12 Eylül'ü bizzat ve acılarla yaşamış biri olarak bir 12 eylül filmi yapmazsın yani?
İnsanın zaten bildiğini anlatmaya gerek duymam ben. Konu olarak bir gün onu seçebilirim. Ama yaklaşımım faklı olur. 12 Eylül'ü birebir yaşadım. Bu ülkede çok büyük işkence görmüş az insandan biriyim. Ama yaşadıklarım bende hiçbir iz bırakmadı. Tüm bunların neden olduğunu biliyorum çünkü. Askerlerin darbe yapmasını, işkence yapılmasını anlayamayacak ne var. 12 Eylül de, arkasında yatan mantık da bir hiçtir benim için. Benim asıl derdim, bunu insanlara hangi doğa, hangi içsel dürtülerin yaptırdığı olabilir, o kadar. Ben bunun peşinde olurum. Ben yargıç değilim, hak aranmıyorum. Anlamak zorunda olan biriyim.
Anlamak için ne yapıyorsun peki?
Nietche'nin dediği gibi yüksek ve soğuk bir dağda yalnız kalırsak anlayabiliriz her şeyi. Yoksa meselelerin içinde taraf tutarak hiçbir şeyin anlaşılacağına inanmıyorum. 12 Eylül'ü generallere yıkan bir film çekmem. Ama çeken insanları da anlayabilirim. Herkes kendi yaralarından, korkularından hareket eder. Ben ise düşmanımın bile hakkını verecek kadar güçlü hisseden biriyim.
Anlamak için yalnız olmak gerekir diyorsun. Filmlerinde de sık sık karşımıza çıkan "yalnızlık" nedir senin için?
Yalnızlık birey olmaktır. Büyük bir zekayı, özel bir vicdanı büyük bir çabayla zaman içinde oluşturup, bir birey olabilmektir. Arkana herhangi bir töreyi, ideolojiyi, topluluğu almadan var olabilme gücüdür bir anlamda. Arkamda hiçbir töre, ideoloji yok benim. Herkesin kendini bir yere ait hissettiği bir dünyada bunu yapmak zor tabii. Tek başımayım. Ama bunda negatif bir anlam yok benim için. Bunun bana bağışlanmış bir nimet olduğunu düşünüyorum.

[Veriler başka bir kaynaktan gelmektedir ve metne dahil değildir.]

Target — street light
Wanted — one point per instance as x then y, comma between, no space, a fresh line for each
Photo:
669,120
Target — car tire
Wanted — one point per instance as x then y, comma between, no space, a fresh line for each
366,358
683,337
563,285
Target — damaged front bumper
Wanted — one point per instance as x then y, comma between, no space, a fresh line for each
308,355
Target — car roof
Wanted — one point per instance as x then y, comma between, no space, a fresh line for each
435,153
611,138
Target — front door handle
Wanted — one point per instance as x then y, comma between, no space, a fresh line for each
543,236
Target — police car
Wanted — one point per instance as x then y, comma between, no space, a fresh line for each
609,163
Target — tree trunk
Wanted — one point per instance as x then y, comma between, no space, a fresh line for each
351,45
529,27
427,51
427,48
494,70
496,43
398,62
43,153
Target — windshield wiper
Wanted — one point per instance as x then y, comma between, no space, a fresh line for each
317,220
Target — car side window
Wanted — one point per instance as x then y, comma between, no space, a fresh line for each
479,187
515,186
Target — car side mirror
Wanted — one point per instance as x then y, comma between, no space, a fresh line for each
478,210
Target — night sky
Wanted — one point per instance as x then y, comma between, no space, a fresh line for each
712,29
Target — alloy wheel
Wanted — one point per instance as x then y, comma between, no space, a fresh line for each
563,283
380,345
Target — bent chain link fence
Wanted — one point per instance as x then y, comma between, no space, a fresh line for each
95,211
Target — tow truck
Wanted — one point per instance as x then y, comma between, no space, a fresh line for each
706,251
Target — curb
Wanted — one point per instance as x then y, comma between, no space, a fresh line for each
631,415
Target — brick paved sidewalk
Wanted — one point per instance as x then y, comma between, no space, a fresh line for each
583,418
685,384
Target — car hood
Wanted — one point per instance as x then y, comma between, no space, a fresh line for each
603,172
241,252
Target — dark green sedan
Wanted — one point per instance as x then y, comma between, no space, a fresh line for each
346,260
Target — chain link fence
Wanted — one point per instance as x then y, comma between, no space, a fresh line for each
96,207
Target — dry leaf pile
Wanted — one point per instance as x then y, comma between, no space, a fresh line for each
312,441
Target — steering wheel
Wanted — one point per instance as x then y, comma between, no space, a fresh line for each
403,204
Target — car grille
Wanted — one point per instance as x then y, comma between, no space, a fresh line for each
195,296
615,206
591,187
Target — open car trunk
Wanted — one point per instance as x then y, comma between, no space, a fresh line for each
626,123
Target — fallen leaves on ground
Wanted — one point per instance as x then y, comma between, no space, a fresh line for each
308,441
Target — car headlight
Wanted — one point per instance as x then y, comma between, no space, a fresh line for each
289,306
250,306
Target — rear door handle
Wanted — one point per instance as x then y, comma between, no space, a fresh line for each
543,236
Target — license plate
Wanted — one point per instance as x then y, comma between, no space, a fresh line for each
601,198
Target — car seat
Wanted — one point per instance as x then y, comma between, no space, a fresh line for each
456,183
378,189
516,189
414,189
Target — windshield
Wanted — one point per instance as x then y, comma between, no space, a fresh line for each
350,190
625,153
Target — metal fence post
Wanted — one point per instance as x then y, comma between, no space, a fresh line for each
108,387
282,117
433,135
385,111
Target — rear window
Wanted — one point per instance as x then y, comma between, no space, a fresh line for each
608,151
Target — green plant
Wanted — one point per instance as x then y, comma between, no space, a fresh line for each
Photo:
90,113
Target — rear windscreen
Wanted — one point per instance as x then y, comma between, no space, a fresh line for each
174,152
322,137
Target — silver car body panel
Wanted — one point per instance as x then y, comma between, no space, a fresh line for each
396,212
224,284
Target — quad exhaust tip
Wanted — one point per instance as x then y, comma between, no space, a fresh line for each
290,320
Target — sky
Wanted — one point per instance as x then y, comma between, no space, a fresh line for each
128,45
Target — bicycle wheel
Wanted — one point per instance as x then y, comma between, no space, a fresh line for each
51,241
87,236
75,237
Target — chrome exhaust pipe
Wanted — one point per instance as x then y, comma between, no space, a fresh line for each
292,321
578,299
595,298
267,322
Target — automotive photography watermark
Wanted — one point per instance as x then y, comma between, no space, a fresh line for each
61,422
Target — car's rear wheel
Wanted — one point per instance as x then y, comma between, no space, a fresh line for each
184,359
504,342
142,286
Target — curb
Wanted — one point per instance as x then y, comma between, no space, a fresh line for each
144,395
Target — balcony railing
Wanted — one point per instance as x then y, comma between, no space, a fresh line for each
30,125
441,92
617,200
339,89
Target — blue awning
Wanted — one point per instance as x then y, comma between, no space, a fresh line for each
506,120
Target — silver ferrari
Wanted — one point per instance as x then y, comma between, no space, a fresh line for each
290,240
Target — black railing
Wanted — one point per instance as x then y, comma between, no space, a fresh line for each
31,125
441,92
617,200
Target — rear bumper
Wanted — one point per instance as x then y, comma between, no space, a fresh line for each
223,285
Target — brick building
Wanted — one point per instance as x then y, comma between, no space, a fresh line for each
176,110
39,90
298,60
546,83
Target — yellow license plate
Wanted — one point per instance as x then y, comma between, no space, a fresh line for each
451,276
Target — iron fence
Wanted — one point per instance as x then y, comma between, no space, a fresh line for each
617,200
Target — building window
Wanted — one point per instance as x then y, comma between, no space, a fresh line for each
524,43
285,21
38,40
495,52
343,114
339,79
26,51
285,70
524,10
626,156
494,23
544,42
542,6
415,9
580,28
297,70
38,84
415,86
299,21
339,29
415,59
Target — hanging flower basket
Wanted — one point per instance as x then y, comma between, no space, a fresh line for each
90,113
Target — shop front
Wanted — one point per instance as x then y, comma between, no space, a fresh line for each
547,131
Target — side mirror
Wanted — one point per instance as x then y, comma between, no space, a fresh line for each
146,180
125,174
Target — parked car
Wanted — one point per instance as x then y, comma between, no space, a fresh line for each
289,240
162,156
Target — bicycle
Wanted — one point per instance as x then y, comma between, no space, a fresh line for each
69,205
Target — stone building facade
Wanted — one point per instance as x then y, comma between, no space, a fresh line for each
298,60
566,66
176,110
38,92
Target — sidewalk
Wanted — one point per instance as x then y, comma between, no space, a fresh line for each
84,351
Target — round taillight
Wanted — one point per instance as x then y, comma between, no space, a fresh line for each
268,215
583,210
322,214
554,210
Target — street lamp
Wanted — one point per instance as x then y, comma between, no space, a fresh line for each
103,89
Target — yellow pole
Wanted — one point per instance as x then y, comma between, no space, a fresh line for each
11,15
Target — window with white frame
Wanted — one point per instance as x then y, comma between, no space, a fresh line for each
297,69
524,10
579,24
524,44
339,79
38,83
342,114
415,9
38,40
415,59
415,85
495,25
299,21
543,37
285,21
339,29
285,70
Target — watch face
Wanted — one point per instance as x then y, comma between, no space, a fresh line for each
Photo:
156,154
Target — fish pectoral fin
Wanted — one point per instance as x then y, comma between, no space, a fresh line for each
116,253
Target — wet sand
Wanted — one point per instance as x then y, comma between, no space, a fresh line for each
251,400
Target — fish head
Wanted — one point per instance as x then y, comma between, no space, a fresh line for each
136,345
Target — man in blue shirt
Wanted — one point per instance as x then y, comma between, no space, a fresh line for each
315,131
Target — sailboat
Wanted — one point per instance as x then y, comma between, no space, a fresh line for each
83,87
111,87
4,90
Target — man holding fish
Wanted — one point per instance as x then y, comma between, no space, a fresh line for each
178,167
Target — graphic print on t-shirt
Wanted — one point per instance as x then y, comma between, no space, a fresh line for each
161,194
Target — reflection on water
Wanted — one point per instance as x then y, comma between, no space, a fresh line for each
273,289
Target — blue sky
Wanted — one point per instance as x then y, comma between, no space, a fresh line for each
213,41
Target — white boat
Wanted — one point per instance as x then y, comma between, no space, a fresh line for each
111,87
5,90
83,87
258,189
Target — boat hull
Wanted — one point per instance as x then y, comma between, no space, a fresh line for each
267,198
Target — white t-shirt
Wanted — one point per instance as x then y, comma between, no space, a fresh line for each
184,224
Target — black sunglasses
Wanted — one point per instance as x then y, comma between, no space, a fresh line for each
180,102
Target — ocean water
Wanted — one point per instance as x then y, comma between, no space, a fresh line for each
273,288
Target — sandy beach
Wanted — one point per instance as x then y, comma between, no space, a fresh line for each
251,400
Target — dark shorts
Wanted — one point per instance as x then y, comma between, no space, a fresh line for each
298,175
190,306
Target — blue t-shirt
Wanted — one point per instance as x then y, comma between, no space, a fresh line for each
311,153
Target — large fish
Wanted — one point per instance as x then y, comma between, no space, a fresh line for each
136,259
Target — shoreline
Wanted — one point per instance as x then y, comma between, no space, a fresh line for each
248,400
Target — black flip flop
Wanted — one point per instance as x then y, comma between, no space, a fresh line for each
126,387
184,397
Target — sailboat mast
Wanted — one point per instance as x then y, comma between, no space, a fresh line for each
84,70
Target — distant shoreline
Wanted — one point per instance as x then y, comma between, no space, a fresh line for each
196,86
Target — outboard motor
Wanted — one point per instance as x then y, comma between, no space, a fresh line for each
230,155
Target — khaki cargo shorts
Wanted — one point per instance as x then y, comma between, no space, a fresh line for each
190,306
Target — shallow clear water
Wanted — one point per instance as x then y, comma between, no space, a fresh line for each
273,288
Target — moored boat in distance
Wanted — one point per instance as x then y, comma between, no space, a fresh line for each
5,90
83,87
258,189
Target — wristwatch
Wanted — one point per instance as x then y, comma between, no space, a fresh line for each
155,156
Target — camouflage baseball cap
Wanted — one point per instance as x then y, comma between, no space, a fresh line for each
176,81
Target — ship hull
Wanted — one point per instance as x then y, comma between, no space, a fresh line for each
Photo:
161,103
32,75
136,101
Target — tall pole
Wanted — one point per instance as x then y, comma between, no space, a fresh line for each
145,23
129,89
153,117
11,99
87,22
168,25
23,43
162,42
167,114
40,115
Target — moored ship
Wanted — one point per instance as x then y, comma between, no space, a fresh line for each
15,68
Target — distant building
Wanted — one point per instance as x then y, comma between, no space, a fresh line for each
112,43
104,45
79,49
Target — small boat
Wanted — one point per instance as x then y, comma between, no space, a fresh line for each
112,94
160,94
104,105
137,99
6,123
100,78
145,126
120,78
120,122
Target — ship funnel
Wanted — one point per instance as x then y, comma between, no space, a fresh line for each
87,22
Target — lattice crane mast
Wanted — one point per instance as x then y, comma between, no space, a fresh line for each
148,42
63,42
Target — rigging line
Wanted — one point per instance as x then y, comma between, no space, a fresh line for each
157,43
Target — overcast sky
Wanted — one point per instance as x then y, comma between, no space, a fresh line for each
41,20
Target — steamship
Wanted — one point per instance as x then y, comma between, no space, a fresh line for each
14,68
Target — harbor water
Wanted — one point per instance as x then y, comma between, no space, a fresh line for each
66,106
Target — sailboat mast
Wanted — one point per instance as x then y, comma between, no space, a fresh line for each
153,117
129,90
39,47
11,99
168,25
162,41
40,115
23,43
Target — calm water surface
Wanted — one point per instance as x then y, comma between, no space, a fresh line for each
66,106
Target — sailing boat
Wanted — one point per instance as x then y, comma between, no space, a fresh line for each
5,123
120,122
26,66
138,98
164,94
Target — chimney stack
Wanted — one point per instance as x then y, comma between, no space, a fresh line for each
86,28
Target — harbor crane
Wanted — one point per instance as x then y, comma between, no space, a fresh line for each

Peki ne zamandan beri böyle düşünüyorsun. Cezaevine girmiş olmanın bunda etkisi nedir?
Bir sürü insan hapse girdi bu ülkede. Ciddi bir bölümü psikopat oldu. Her hapse giren eriyor mu? Sol nedenlerle hapse giren pek çok insan şu anda kapitalizmin borazancısı gibi ortada dolaşıyor. Cezaevi herkeste farklı etki yapar. Benim serüvenim ise farklı. Benim hikayem şuydu. Serseri, sokak çocuğunun hapiste Balzac ve Dostoyevski ile tanışması, hayat ve kendisi hakkında sorulacak soruları bunlar sayesinde sormaya başladıktan sonra günün birinde sinemaya gelip, film çekmesi.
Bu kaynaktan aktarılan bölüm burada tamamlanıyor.